Counsel asked the witness to explain how evidence was organized prior to his arrival at the Special Court. He explained that since there was no evidence unit at this time, evidemnce was stored by the Criminal Intelligence Analyst. He said that when he arrived, he ensured that every evidence had its own Evidence Registered Number (ERN. No.). He said that prior to his arrival, there was a rudimentry system of numbering evidence, where each document was assigned a six digit number. He said that he introduced a system where there was an eight digit numbering for every page in the document while the document itself had a sixteen digit range. He said lower numbers indicated earlier evidence while higher numbers indicated most recent evidence.  He said that originals of all evidence are stored in his office and are made available upon request. He said that occassionally, when originals are not available, they only have photocopies.  He said that every document that is received is stamped with a red ink and marked as an original document. He explained that until recently, all originals of evidence received were stored in Freetown but with the Taylor trial now in Tha Hague, some original documens have been transferred to The Hague. He said that two people in the OTP in The Hague were trained and are now custodians of the original evidence in The Hague. He said that some of the original evidence include documents from the UN, materials from other governments and human rights organizations. He said that for materials received from the UN, they cannot be disclosed to third parties without prior approval from the UN.  He said the evidence also includes materials from the various warring factions in Sierra Leone and Liberia. The witness explained that the sources of ducuments received were created into four categories:

1. Sankoh House Documents

2. RUF Office Documents

3. Liberia Search Documents

4. Justice and Peace Commission Documents

The witness said that in 2005, he was part of an exercise to receive documents obtained from the Sankoh House Search in Freetown.
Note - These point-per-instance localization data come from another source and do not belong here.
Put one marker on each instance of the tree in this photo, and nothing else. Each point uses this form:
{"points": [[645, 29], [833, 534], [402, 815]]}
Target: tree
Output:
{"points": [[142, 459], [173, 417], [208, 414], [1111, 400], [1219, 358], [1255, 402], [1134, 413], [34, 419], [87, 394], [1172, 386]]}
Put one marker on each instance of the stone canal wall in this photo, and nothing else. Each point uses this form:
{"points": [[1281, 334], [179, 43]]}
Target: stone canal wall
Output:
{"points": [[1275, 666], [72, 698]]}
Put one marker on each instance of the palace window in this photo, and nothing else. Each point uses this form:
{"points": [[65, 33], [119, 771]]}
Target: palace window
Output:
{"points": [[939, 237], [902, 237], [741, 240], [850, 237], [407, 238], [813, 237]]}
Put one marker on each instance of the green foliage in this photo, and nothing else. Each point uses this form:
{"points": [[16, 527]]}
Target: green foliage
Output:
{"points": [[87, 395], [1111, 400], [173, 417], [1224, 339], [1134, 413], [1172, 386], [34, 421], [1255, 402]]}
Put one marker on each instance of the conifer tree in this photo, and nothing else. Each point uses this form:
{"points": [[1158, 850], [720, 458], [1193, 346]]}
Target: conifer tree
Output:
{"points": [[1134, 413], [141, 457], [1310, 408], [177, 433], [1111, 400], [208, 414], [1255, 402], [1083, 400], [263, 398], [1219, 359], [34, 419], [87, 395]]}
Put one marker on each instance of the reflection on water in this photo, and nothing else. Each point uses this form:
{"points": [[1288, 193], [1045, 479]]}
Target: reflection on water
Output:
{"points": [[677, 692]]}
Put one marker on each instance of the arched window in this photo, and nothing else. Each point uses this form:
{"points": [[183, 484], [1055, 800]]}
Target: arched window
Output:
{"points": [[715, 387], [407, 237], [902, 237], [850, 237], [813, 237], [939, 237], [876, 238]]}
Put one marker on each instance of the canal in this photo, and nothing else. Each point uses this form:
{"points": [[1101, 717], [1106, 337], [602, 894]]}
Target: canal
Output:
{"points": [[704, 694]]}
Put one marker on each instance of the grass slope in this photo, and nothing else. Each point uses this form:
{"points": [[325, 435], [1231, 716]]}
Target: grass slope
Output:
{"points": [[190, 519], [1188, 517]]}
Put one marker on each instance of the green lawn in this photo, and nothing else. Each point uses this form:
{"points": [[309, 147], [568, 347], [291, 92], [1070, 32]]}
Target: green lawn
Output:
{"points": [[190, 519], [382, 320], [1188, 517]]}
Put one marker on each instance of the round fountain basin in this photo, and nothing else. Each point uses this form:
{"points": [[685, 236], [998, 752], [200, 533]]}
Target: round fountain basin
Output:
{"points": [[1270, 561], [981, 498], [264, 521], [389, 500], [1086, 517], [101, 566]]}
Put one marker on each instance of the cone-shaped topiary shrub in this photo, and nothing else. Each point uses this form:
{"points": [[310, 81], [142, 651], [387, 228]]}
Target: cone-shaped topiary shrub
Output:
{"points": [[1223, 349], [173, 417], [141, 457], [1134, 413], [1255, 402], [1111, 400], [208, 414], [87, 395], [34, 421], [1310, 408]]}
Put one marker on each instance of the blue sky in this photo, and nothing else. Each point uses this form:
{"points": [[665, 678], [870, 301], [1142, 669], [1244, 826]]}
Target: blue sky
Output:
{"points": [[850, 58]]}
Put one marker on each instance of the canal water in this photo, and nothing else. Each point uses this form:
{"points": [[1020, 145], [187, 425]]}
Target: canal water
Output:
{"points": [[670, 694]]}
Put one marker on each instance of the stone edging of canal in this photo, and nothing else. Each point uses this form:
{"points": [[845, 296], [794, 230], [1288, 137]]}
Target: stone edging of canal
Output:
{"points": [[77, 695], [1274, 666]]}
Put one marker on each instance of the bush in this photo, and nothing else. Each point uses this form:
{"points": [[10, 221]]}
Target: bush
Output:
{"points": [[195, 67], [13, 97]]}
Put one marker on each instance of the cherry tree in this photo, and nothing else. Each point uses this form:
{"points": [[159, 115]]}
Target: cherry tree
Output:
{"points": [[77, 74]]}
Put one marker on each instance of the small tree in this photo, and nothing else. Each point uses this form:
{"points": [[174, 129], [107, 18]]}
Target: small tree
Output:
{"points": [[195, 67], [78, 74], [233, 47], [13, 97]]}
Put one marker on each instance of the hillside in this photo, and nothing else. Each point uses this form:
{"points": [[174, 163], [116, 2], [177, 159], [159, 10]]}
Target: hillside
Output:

He testified about prosecution counsel Chistopher Santora receiving the documents from Alfred Sesay and Thomas Lahun, both of whom were Sierra Leonean police officers and later worked with the OTP. He said that 37 documents were identified as being obtained from the Sankoh House Search. He explained that after the May 8, 2000 indicent, during which Sankoh abdicated his residence, officers of the Criminal Investigation Department (CID) of the Sierra Leone Police visited the residence. He said that the house had been ransacked and the officers obtained several documents there.  The documents were taken to the CID, then handed to the Attorney General’s office. He said they were examined by the UN Mission in Sierra Leone, later taken to the OTP and then in 2004, were handed over to the Evidence Unit of the Special Court. Counsel showed the witness several documents which he said were obtained from the Sankoh House Search. Among the documents identified in this category were note books, salute reports from RUF commanders, minutes of meetings, letter written by Johnny Paul Koroma to Charles Taylor, etc.

On this note, court adjourned for lunch break.